Armour-Craig Legal Pty Ltd

When a Purchaser Doesn’t Complete — What Can a Vendor Do?

 

You’ve sold your property. Contracts are signed, the settlement date arrives, and the purchaser doesn’t complete. What are your rights?

The Default Process

Under the standard general conditions of the Contract of Sale of Land, if a purchaser fails to settle on the due date the vendor can issue a formal default notice giving the purchaser 14 days to complete. The notice must be in the correct form and properly served — a defective notice can delay your rights or result in a waiver of them.

During the default period, penalty interest accrues daily on the unpaid balance of the purchase price at the rate specified in the contract (commonly 10-14% per annum). This is a contractual right and does not require proof of actual loss.

If the purchaser still doesn’t complete within the 14 day period, the vendor can rescind (cancel) the contract.

What Happens to the Deposit?

Once the contract is properly rescinded, the deposit — up to 10% of the purchase price — is forfeited to the vendor.

Example: Sam sells his investment property in Warragul for $800,000. The purchaser pays a 10% deposit of $80,000 and fails to complete. Sam properly serves a default notice, the purchaser doesn’t remedy the default, and Sam rescinds the contract. Sam is entitled to retain the $80,000 deposit.

But the Deposit May Not Be Enough

The deposit is a starting point, not a cap. A vendor who suffers loss greater than the deposit can sue for damages in addition to retaining the deposit — but the deposit is taken into account in calculating those damages.
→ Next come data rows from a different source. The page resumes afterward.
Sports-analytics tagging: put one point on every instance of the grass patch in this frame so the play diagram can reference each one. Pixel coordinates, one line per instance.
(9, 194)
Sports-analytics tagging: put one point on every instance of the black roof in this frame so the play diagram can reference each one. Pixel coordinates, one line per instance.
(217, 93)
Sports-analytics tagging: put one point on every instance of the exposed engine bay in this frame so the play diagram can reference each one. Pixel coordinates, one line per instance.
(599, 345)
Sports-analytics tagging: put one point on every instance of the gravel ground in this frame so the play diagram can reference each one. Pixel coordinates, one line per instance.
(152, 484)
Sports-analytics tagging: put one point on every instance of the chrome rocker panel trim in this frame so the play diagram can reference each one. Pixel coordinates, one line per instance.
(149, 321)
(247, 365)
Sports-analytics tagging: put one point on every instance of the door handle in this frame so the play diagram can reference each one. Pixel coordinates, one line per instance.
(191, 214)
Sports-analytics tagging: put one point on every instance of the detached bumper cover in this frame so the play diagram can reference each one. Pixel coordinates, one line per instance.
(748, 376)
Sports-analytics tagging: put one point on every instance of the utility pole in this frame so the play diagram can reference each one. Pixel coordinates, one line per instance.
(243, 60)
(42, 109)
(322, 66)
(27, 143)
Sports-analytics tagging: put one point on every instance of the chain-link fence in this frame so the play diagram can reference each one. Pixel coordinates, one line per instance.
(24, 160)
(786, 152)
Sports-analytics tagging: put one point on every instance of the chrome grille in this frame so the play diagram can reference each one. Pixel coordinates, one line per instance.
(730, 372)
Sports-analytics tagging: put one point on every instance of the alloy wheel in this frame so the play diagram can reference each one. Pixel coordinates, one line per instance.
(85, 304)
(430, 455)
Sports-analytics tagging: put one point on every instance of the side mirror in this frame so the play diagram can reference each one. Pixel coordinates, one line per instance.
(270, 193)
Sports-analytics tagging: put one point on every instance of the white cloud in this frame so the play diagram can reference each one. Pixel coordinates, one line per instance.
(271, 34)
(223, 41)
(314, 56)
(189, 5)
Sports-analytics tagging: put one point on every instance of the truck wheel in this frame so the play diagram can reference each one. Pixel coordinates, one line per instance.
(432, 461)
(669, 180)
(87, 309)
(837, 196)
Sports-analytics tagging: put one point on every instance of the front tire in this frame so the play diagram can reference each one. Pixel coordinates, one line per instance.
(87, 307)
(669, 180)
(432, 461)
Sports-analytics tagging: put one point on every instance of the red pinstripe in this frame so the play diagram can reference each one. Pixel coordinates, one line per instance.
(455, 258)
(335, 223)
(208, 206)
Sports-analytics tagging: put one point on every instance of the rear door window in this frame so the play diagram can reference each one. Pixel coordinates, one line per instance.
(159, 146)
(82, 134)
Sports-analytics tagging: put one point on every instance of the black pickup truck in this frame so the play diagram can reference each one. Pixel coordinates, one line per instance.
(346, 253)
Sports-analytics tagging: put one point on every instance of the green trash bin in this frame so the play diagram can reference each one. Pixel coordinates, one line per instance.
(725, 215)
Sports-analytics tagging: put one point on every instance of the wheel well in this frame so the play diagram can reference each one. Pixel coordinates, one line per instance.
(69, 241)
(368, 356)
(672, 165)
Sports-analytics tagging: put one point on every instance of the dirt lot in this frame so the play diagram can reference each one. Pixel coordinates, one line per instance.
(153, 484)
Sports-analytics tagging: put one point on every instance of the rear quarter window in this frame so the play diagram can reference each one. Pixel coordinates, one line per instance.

The vendor’s actual loss might include:

  1. The difference between the original sale price and the price achieved on resale, if the property is sold for less
  2. Additional selling costs — agent’s commission, legal costs, advertising
  3. Holding costs during the period between the failed settlement and resale — mortgage interest, rates, insurance
  4. Bridging finance costs if the vendor had relied on the sale proceeds to fund another purchase

Example: Using Sam’s facts above. Sam resells the property 4 months later for $750,000. His losses include the $50,000 shortfall on resale, $12,000 in additional agent’s commission and legal costs, and $18,000 in holding costs and bridging finance — a total of $80,000. Sam has already retained the $80,000 deposit, so his net loss in this example is covered. But if his losses had exceeded $80,000 he could have sued for the difference.

What If the Property Sells for More on Resale?

If the vendor resells for a higher price, the purchaser may be entitled to credit for that gain in any damages calculation. This is why timing and market conditions matter — a vendor who rescinds and resells quickly in a rising market may find their damages claim reduced or extinguished.

The Practical Reality

Purchaser default does happen, particularly when finance falls through or market conditions change between signing and settlement. A vendor’s best protection is a well-drafted contract, a properly paid deposit, and prompt legal advice when a default occurs. Delays in issuing notices or errors in the process can significantly affect your rights.